On the balance of news during the first half of 2020, you’d be hard-pressed to find anyone who might shy away from the thought that gold was sitting pretty. Gold-backers could hardly be blamed for their enthusiasm when the price per ounce closed 2019 at US$1514.75.
 That excitement continued through the COVID-19 outbreak in 2020 all the way to March 6th when it hit US$1683.65. North American producers were thrilled – those with all-in sustaining costs of less than $1000/oz were enjoying the short-term bump in profits, while higher cost producers above $1000/oz were equally happy to tell shareholders that better, more profitable days were ahead. Canadian producers also enjoyed the spread between the Canadian and US dollars that added even more to the bottom line.
 But after that March 6th high, the price dropped like a stone for nearly two weeks, coming to rest at US$1474. Depending on who you were listening to at the time, fingers were pointed in all kinds of directions including the paper-gold promoting COMEX (Commodities Exchange) that specializes in futures – massive institutional bets on gold’s future price.
 Major banks have been losing hundreds of millions – mostly because they were betting on gold – rather than buying physical gold.
 In the meantime, multi-million dollar computer programs continued to spit out data throughout the first half of 2020 suggesting that gold companies, juniors and majors alike, were not only poised, but in fact leading the recovery in the markets around the world.
 The price rebounded to more than US$1700 an ounce in early June before pulling back once more.
 Across the markets, companies like Barrick, Newmont, and Franco-Nevada were enjoying fresh interest from institutional investors.
 High profile billionaire hedge fund managers like John Paulson turned their attention to gold and it paid off.
 Mid-tier producers like IAMGold, Kirkland Lake Gold, and others have been added to a number of high profile buy lists.    
 In early May, gold-champion and billionaire mining investor Eric Sprott told his weekly podcast audience that “the big boys” are late to the party.
 “There’s obviously a move here to move into these stocks,” said Sprott about major gold companies long ignored by large institutional investors.
 Sprott mused, “The computers (of large investment firms) keep spitting out “what’s the best performing group?” Well, of course it has been the gold stocks and who has the best earnings? Well it’s the gold stocks.”
 Sprott told his audience that anecdotally there are a lot of investments happening in the majors. “The people selling those shares are going to be moving down into the intermediates and the juniors and the explorers,” he added.
 The one place that physical gold is always welcomed is China.

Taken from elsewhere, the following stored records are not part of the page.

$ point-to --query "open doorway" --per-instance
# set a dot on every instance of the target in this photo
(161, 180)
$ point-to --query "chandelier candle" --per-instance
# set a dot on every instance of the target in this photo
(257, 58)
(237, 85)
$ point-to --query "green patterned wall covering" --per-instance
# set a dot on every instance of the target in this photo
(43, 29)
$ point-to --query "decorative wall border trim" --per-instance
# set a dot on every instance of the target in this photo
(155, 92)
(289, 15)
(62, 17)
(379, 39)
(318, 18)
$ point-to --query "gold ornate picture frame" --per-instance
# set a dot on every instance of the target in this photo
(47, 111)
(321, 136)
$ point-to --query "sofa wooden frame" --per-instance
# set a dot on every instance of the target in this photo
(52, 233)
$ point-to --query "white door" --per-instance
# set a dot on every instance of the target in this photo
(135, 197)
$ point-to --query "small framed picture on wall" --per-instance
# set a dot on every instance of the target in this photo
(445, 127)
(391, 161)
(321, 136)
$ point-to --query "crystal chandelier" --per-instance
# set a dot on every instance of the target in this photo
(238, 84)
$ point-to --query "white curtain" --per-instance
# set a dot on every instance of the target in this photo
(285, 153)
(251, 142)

China’s physical gold demand rebounded further in April. Gold’s trading volume and gold withdrawals from the Shanghai Gold Exchange were 356t and 96t respectively. According to some analysts, jewellery manufacturers were preparing for the widely expected Labor Day Holiday and Mother’s Day sales spike in early May, lifting China’s physical gold demand in April as a result.
 If gold is the darling of the markets, then why hasn’t the price spiked closer to $2000? One suggestion is that institutional investors, including banks, continued to short the price into June and their short contracts forced them to cover their bets while they lined up again to buy even more paper-gold contracts through August.
 Despite the volatility and unpredictability of gold, average investors and massive hedge funds continue their love affair with the yellow metal. Open interest, the total number of outstanding contracts held by market participants, measures the flow of money into the futures market, remains high – in fact, if you measure it against the global supply of physical gold, the demand outranks supply.
 And the final word on gold for the balance of 2020 might rest with how much paper money is printed (out of thin air) by central banks around the world.
 Historically, there are those who recall that US President Richard Nixon closed the gold window in August 1971. The economic downturn that followed led to the “crisis of confidence” that President Jimmy Carter had to struggle with.
 In 2020, the same conditions are emerging. Central banks are printing fiat currency, all while the Covid-related economic collapse does lasting economic and psychological damage.
 “What does this mean for you?” wrote SprottMoney.com analyst Craig Hemke in a recent blog. “Well, there’s one last bit of history that you need to recall. Even as nominal interest rates rose in the 1970s, they were outpaced by the price-inflation brought about by too much fiat chasing too few goods. Thus the “stagflation” of the 1970s was a boom period for precious metals and the companies that mined them.”
 Hemke reminded readers that the gold price moved from the Bretton Woods peg of $35/ounce in 1971 to $185 in 1975. It then pulled back to near $120 before soaring to $800 by the end of the decade, he wrote.
 The balance of 2020, and 2021 looks like a wild ride continues.